Open letter against genocide
In one scene, Y and his wife (Shai Goldman) continue feeding their baby while glancing indifferently at their phones, which display notifications of new deadly airstrikes in Gaza.
In another, a small crowd gathers on a rooftop to dance joyfully to the sound of fighter jets overhead.
On the eve of the Cannes festival, Lapid was among more than 380 film figures, including major Hollywood actors, to sign an open letter condemning the film industry's silence on what it called "genocide" in Gaza.
Lapid said he had to overcome numerous obstacles before starting the film, which was carried out in "guerrilla mode" as the Israeli war in Gaza was under way.
Technicians and actors pulled out, and some backers chose not to get involved.

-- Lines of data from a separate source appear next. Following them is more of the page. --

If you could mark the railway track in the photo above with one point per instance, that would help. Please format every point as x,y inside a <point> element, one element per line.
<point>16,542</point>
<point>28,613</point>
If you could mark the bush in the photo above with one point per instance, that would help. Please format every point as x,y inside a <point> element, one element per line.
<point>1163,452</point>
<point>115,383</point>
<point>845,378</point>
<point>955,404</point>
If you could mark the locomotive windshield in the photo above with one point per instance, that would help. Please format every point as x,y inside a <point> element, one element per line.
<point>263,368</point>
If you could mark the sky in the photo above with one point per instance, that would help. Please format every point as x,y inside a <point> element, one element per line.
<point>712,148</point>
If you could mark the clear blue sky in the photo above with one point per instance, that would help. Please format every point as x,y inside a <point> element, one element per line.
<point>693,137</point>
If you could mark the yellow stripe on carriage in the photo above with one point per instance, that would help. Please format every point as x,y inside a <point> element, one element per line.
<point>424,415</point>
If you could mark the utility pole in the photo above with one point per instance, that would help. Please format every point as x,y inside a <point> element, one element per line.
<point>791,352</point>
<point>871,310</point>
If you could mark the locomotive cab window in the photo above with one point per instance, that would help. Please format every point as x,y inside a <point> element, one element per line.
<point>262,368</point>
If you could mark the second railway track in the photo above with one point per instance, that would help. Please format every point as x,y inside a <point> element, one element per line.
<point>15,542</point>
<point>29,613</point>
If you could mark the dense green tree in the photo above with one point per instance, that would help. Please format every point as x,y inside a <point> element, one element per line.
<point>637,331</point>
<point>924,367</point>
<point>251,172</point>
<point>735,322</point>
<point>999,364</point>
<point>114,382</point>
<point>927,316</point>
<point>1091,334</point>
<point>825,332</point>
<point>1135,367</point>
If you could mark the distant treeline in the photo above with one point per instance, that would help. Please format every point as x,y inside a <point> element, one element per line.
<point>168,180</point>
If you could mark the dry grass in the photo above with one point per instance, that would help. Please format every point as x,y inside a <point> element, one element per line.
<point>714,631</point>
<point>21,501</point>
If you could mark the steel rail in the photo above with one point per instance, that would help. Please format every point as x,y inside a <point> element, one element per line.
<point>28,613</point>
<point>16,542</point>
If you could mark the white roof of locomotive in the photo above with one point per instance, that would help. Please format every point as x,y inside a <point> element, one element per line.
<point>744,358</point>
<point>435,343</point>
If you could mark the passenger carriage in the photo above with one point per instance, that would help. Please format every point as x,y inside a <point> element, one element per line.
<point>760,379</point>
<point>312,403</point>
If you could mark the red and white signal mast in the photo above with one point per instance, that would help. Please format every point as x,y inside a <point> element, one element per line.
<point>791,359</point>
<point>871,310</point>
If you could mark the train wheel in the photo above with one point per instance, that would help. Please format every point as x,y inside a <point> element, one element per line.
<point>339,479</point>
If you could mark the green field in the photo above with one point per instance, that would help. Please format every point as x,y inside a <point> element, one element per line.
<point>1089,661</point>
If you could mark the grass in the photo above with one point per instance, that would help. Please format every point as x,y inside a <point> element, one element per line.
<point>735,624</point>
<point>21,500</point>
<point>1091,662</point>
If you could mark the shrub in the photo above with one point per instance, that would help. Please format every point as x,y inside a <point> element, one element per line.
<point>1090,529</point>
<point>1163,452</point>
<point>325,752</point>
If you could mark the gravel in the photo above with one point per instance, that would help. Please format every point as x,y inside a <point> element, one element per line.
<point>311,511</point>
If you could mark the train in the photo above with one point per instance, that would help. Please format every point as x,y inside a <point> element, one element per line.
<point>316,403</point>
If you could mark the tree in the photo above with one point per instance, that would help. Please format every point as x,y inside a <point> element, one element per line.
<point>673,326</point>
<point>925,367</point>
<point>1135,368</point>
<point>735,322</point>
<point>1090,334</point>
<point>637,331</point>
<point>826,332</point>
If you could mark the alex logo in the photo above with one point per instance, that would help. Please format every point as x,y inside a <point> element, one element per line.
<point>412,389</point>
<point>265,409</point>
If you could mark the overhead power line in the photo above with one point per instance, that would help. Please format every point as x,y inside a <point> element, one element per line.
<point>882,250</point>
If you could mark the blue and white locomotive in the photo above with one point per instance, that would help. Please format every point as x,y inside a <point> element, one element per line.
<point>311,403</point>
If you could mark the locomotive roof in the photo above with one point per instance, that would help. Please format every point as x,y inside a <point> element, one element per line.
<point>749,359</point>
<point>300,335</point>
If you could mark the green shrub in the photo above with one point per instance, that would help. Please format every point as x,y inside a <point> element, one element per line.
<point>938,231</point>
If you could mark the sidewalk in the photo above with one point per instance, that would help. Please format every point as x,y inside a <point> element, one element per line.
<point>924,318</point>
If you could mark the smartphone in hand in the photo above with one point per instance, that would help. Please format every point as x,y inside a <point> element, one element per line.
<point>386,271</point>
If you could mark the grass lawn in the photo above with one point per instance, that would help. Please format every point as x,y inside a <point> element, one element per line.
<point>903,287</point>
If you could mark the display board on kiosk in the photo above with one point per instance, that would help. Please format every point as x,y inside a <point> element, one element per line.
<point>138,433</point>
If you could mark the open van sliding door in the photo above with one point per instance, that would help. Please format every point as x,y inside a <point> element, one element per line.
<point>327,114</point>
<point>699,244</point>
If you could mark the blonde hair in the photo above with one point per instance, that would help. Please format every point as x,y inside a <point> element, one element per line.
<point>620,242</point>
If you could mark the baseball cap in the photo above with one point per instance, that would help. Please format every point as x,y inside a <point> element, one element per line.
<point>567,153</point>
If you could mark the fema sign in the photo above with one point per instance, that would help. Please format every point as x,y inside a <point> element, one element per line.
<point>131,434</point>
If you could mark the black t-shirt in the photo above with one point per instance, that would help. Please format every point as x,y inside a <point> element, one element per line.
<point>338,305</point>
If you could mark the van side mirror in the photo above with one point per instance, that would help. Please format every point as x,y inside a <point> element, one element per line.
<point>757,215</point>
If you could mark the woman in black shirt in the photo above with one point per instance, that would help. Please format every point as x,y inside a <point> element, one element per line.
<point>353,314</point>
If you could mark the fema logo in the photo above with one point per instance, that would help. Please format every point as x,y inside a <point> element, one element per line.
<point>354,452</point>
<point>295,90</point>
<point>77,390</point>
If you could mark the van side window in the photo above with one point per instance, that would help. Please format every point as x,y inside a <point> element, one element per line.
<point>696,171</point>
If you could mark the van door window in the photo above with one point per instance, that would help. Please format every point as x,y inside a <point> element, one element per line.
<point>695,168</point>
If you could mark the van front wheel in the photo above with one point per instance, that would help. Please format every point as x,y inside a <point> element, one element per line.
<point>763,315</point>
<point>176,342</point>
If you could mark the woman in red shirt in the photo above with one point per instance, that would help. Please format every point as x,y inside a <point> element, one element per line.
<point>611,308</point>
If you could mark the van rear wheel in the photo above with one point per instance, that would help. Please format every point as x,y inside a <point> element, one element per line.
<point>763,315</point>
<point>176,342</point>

"I was told people no longer make political films on these subjects. They no longer want films for or against" the war, said the director.
"Yes" also refers to the only answer artists are allowed to give in Israel when asked about their support for the war, according to lead actor Ariel Bronz.
'Society needs a shock'
"Our first duty as artists is not to go where the wind is blowing," said Bronz.
"We need to pay a personal price, and it's a real struggle to survive in this position where you're totally isolated in your own country," he told AFP.
French producers backed the film, and there was also support from an independent Israeli public fund despite its biting tone.
"Yes" will open in European cinemas in September, but no Israeli distributor has so far agreed to screen it.
"If I didn't have inside me the ambition, the hope, the pride, and the fantasy to shake things up, I wouldn't have made it," Lapid added.
"I think society needs a shock, and I hope this film will be one."
The Israeli army has pursued a genocide against Gaza since October 2023, killing nearly 64,000 Palestinians, most of them women and children, rejecting international demands for a ceasefire.
The dead include some 11,000 Palestinians feared buried under rubble of annihilated homes.
Experts, however, contend that the actual death toll significantly exceeds what the Gaza authorities have reported, estimating it could be around 200,000.
The International Criminal Court issued arrest warrants last November for Israeli Prime Minister Benjamin Netanyahu and his former Defence Minister Yoav Gallant for war crimes and crimes against humanity in Gaza.
Israel also faces a genocide case at the International Court of Justice for its war on the enclave.